PESHAWAR: Bureaucratic hurdles hit new disaster management plan
PESHAWAR, May 28: A disaster management plan proposed for the NWFP late last year is facing bureaucratic hurdles as the officials concerned have not been able to prepare a final draft, officials said here.
Work on formulating the plan which was to eventually replace the more than 25-year-old NWFP disaster management set-up was started some seven months ago.
The move, according to officials, was undertaken in the wake of last year’s catastrophic flood in the River Kabul that wreaked havoc in Nowshera, Peshawar and Charsadda districts.
Although the first draft of the new disaster management plan was ready more than five months back, the provincial authorities concerned have so far not been able to come up with a final document and place the same before the provincial cabinet for approval.
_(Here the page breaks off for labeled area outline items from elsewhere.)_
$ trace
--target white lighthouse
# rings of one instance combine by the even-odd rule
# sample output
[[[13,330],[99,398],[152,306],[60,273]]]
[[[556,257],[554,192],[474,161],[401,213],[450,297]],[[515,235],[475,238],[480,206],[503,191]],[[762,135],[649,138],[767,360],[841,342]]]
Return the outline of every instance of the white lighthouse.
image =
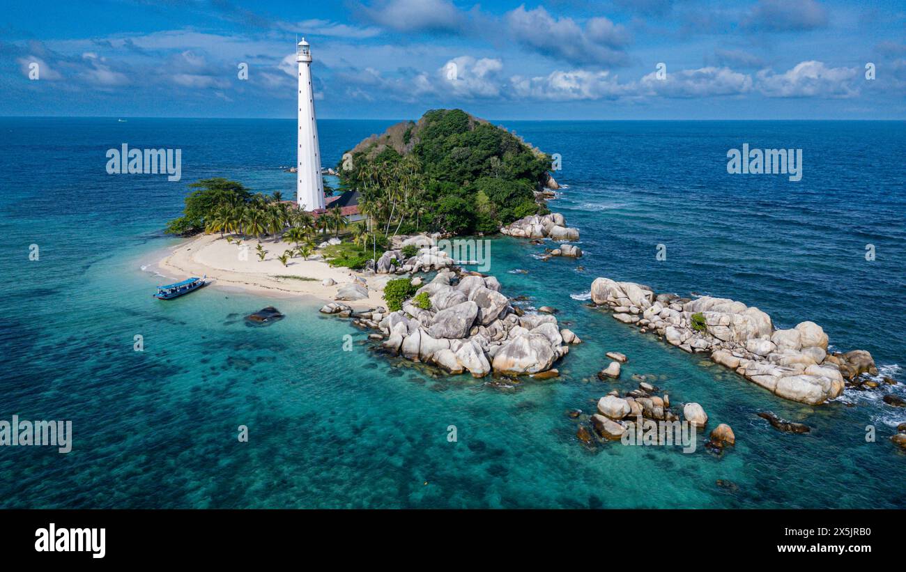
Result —
[[[324,207],[324,184],[321,178],[318,126],[314,122],[312,50],[304,38],[296,45],[295,61],[299,63],[299,157],[295,195],[299,208],[313,211]]]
Officials said that the draft plan, prepared jointly by the home and tribal affairs department and the planning and development department has been changing hands between the home department and the provincial civil defence establishment, which has been assigned a major role under the draft plan.
Officials of the home and tribal affairs department told this correspondent that civil defence authorities had some reservations about the role assigned to their department under the draft plan.
“It is not clear as to how much time it will take to finalise the new disaster management plan as there are several complex issues which need to be taken care of,” said an official at the home and tribal affairs department.
The draft strategy, which would take 18 to 24 months to be formally implemented once approved by the provincial cabinet, entails both the prevention and mitigation plans reflecting a major shift from the existing plan of 1977, which only envisages post-disaster management work-plan.
More than 100,000 acres of rich farmland was inundated in Nowshera and Charsadda districts as a result of a high flood in the River Kabul last year.
Similarly, more than 29,000 people were killed, 37,000 persons were injured and more than 310,000 were rendered homeless in Mansehra, Battagram, Abbottabad, Shangla and Kohistan districts of the Frontier province as a result of devastation caused by the October 8 earthquake.
The new disaster management strategy, according to officials, underlines mechanisms for mitigation, prevention and preparedness through coordination between the provincial government’s line departments and their attached wings at the district level.
The fresh plan purports that the 1977 plan only caters for flood mitigation measures and as such does not adequately address the mitigation and preparedness responses in case of earthquake and other natural hazards.
“In the wake of the recent catastrophic event, the future provincial strategy mandates priority to pre-disaster aspects of mitigation, prevention and preparedness,” says the draft strategy.
The new plan envisages establishment of council of ministers to play a lead role in emergencies and supervise implementation of the over all strategy, establishment of an emergency disaster response committee to be headed by the chief executive of the province to supervise the relief and rehabilitation operations in areas affected by natural disasters and the appointment of an independent relief commissioner to be assisted by four additional relief commissioners.
In addition to that, the plan entrusts the directorate of civil defence, working under the Civil Defence Act, with the role of responding to natural disasters. The directorate will set up a ‘provincial disaster management centre’ which will be used for training, preparation and planning purposes.
Similarly, the plan also involves the establishment of disaster management committees at the district level to respond to natural disasters at the local level.
Besides, the new strategy also entails establishing a disaster management emergency fund to support preparedness and recovery measures in the province.
Line departments of the provincial government, including health, education, food, irrigation, finance, works and communication departments would be assigned to prepare their respective strategies to undertake relief measures in the event of a natural disaster.